New Study Uncovers How Trauma Rewires the Brain at a Molecular Level
A new study is examining how trauma alters brain function at a molecular level. Researchers will focus on proteins called histones, which package DNA and undergo temporary changes during traumatic experiences. The project has received a five-year, $3.2 million grant from the U.S. National Institutes of Health. The team aims to uncover how trauma leaves lasting biological marks on the brain. Their work centres on the amygdala, the region responsible for fear responses. Using a mouse-model system, they will investigate how epigenetic modifications—chemical changes to DNA packaging—affect fear-memory genes.

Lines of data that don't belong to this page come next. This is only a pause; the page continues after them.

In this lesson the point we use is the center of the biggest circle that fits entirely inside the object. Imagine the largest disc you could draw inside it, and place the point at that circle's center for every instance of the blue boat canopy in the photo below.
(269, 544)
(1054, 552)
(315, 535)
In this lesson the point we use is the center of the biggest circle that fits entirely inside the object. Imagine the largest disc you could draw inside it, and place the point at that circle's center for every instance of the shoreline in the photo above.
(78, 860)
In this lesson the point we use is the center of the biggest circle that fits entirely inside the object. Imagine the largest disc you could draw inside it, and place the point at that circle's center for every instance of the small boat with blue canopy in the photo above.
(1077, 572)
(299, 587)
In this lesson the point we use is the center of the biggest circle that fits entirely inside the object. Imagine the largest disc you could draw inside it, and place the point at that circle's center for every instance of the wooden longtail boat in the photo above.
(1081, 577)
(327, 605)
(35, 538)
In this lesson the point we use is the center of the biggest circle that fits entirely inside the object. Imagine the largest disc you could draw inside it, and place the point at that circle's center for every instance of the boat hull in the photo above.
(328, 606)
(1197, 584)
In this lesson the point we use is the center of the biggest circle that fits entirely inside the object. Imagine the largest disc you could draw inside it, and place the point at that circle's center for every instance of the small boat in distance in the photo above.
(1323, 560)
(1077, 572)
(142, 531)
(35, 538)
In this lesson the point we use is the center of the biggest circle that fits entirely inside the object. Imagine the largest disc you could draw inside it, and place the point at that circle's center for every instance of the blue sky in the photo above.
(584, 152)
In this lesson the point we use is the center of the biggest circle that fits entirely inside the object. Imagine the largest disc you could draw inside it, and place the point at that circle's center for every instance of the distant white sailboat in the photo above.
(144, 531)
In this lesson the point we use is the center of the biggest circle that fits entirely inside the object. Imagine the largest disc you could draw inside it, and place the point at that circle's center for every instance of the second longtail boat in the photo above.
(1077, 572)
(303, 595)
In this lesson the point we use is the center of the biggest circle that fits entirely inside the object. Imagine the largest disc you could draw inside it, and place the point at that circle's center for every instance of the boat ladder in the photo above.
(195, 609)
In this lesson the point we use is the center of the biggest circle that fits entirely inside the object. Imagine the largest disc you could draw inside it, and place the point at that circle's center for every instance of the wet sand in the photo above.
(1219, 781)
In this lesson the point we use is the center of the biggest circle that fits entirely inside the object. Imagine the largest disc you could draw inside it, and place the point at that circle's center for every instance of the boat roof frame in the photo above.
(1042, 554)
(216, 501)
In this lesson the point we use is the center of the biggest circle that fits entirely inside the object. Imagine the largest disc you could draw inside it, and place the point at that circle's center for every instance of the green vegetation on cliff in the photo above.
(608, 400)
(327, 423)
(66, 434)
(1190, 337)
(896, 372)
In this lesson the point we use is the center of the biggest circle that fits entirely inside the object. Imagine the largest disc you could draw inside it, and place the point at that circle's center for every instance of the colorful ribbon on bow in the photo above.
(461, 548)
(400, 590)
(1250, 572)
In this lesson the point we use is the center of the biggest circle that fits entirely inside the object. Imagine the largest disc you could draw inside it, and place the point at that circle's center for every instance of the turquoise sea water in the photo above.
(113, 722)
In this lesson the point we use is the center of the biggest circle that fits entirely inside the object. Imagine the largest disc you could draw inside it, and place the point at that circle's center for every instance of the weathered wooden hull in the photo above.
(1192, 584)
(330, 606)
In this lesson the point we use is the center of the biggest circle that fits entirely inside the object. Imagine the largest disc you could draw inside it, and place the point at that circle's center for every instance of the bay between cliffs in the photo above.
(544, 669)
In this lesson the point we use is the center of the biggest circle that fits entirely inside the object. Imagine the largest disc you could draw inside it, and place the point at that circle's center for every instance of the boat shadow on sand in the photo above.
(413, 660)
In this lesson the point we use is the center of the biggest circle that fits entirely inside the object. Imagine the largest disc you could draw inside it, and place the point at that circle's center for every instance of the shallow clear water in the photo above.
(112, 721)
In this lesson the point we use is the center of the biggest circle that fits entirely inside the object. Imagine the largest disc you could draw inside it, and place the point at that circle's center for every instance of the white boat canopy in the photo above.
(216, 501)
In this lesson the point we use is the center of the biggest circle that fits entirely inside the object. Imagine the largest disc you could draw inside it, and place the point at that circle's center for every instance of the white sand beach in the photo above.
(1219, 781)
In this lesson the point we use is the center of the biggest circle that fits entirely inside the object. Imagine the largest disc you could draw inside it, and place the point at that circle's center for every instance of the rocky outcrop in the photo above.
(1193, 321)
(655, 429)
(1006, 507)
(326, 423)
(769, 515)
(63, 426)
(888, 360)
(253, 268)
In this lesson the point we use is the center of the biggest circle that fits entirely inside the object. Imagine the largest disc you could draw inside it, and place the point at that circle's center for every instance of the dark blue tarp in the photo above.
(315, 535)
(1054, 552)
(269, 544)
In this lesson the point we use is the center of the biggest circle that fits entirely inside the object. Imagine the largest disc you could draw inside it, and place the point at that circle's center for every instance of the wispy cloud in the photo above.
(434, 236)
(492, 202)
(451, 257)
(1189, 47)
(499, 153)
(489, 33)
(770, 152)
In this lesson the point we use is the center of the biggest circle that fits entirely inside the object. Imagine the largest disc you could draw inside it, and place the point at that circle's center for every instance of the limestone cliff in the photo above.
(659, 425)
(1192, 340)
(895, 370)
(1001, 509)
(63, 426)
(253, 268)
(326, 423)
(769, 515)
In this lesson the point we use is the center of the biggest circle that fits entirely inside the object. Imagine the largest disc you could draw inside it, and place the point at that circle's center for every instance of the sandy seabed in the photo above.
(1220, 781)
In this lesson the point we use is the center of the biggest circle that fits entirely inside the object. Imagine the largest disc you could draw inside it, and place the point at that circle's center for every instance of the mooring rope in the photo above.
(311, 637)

The researchers believe trauma triggers precise epigenetic changes, keeping fear-related genes in a hyper-accessible, 'ready' state. This process may explain the exaggerated fear responses seen in Post-Traumatic Stress Disorder (PTSD). One key player is HDAC3, a histone modifier known to regulate memory formation during acute stress. To test their theory, the team will use CRISPR/Cas9 gene-editing tools. By manipulating top candidate genes, they hope to block or erase the heightened fear reactions linked to PTSD. Currently, no treatment reliably improves symptoms across all patient groups. PTSD affects around 7% of people in the U.S. at some point in their lives. Women are roughly twice as likely to develop the condition as men, though the biological reasons remain unclear.
The findings could lead to more targeted PTSD therapies. By pinpointing epigenetic changes in the amygdala, scientists may develop treatments that reduce exaggerated fear responses. The research also aims to address why women experience PTSD at higher rates than men.